文礼が淳平を引っ張ってきたのは、夜にもなれば毒々しいネオンが煌きそうなホテル街だった。
どういう目的のホテルなのかは、入ったことのない淳平でも想像がつく。
「それとも、怖い?」
文礼はまるで挑むように微笑みかけてくる。
「別に、怖くはない」
淳平はきっぱりと言い切った。
「じゃあ行こう」
さっさと中に入っていく文礼の後を追うようにして、淳平もまたホテルに入っていった。



適当な部屋を選んで中に入ると、文礼は淳平を振り返った。
「こういうところは初めて?」
「……に決まってるだろ。まだ彼女いない歴イコール年齢だぞ」
ちょっとむっとした顔の淳平に、文礼は笑う。
「な、何だよ?」
「彼女を作らなかったのは、悠樹のせい?」
「そういうわけじゃない。機会がなかったんだ」
「へえ……」
「別に恋愛に興味がないわけじゃないし、女の子に興味がないわけでもない」
「なるほどね」
文礼は安っぽいソファにさっさと腰を下ろした。
淳平は何となく落ち着かない気分になりながら、部屋の中を見回した。
全体的に部屋のつくりはチープだ。
ソファなどもあちこち綻びが出来ているし、ベッドのシーツもどことなく色あせている。
照明も部屋のチープさをさらに増加させるような趣味の悪いピンク色だし、テーブルや冷蔵庫も一昔前のものを想像させるような感じだった。
「こんなとこ……しょっちゅう来るのか?」
あまりにも文礼が慣れた様子だったので、淳平は思わず聞いてみた。
「来ないよ。僕も初めて」
「だよな……ちょっと何ていうか……どうやったらこんな趣味の悪い部屋が作れるんだ……」
「趣味なんてどうでもいいんだよ。ここはセックスするためだけの部屋なんだし」
「ああ、なるほど……」
妙に納得したように淳平は頷いた。
「座らないの?ずっと立ってるつもり?」
「あ、ああ、そうだな……」
淳平は相変わらず落ち着かない気分だったが、とりあえず勧められるままにソファに腰を下ろした。
「緊張してるんだ?」
「こういう場所は初めてだからな」
「特別にサービスしてあげてもいいよ」
「は?」
「セックス。
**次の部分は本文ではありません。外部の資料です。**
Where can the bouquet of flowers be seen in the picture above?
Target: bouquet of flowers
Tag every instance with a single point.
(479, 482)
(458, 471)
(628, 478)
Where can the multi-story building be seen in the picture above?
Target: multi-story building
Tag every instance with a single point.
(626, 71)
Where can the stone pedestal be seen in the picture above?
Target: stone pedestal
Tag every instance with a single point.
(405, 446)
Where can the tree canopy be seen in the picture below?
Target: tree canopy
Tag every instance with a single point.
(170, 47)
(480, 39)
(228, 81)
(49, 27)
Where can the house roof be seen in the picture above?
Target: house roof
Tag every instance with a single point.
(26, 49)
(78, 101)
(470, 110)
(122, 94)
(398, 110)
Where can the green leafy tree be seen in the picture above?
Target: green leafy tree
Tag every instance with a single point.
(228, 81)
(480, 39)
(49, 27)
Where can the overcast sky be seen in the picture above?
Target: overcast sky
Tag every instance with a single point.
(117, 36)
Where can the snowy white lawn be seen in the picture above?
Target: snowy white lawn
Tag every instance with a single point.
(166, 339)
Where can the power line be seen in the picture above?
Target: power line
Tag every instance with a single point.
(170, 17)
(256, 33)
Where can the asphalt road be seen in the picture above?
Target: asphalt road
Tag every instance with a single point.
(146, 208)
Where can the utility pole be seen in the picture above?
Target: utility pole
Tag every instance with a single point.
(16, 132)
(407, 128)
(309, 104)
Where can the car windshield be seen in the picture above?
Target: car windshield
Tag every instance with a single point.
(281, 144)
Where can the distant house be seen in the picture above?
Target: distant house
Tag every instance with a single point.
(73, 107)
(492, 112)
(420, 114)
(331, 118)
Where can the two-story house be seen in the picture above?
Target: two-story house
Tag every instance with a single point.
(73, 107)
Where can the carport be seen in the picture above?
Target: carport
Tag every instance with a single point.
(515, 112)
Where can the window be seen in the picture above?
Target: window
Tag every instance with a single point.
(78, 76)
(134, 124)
女の子じゃないけど、経験したことのない天国を見せてあげようか?」
文礼はそう言いながら、淳平の首に手を回した。
「おい……何言ってるんだ……」
「僕のこと、調べたんでしょ?どういう人間かもう知ってると思うけど」
「誰かの愛人だっていうのは聞いた」
「そう、愛人。つまり、セックスの相手。それが仕事だから、かなり上手いと思うよ」
そう言って、文礼は戸惑う淳平の唇にキスをした。
驚くほど柔らかな文礼の唇の感触を感じながら、淳平は完全に混乱していた。
その舌が唇を舐め、唇を割って入ろうとした時、淳平は我に返って文礼の体を押し返した。
「キスも初めてだったんだ?」
「……に決まってるだろ。彼女いない歴イコール年齢だって言っただろ……」
「ファーストキスの感想は?」
「最悪」
淳平は怒ったような顔で文礼を見た。
文礼は微笑んでいる。
「こんなに初心な反応をされたのは初めてだよ」
「悪かったな……慣れてないんだ。それに、遊び半分でキスなんてしたくなかった」
「本気だったらいいわけ?」
「そりゃ、本気のキスなら……でもどうせお前、本気なんかじゃないんだろ?」
決め付けるように淳平が言うと、文礼はまた笑った。
「笑うなよ」
淳平はさらにむくれた。
「帰る」
淳平は立ち上がり、部屋を出ようとした。
その腕を、文礼が引いた。
「離せ」
「付き合えって言ったのは君のほうなのに、僕を置いて帰るの?」
「こういう誘いをしたつもりはない」
「ここがラブホテルだって解って入ったのに?」
「何かここでないと話しにくい話でもあるのかと思ったんだ。こういう用件だったら、俺は帰る」
文礼はまだ手を離さなかった。
淳平は出て行こうとするのをやめ、代わりにため息をついた。
「お前もさ、もっと自分を大事にしろよ。ろくに知りもしない男に体を差し出そうとするなんて、自暴自棄になってるとしか思えない」
今度は淳平の言葉に文礼のほうがむっとした顔をした。
「別に自暴自棄にはなっていない」
「自分を大切にしないことを、自暴自棄って言うんだよ。こんなことをして、それでもまだ自分を大切にしてるとでも思ってるのか?」
文礼は答えなかった。
「いろいろと事情はあるんだろ。俺にはとてもその事情を理解したり同情したりは出来ないし、する権利はないと思うから聞いたりはしないけど……でも、せめて自分を大切にしろよ」
「まるで僕の気持ちが解っているような言い方だね」
文礼の言葉に、淳平はかぶりを振った。
「たぶん、俺は何も解らない。お前の苦しみも悲しみも、どうしたら喜ぶかも、どういうことが幸せなのかも解らないと思う。でも、自分を大切にしないといけないっていうのは、どんな人間にも共通してることだと思うぞ」
「什么都不知道却」
「え?」
唐突に文礼の口から出た中国語に、淳平は驚いて目を瞬かせた。
次の瞬間、淳平の手を自ら振り切って、文礼は部屋を出て行った。



さすがにホテルに入ってすぐに出て行くのも気が引けて、文礼が出て行ってからしばらくの間、淳平は部屋の中で過ごした。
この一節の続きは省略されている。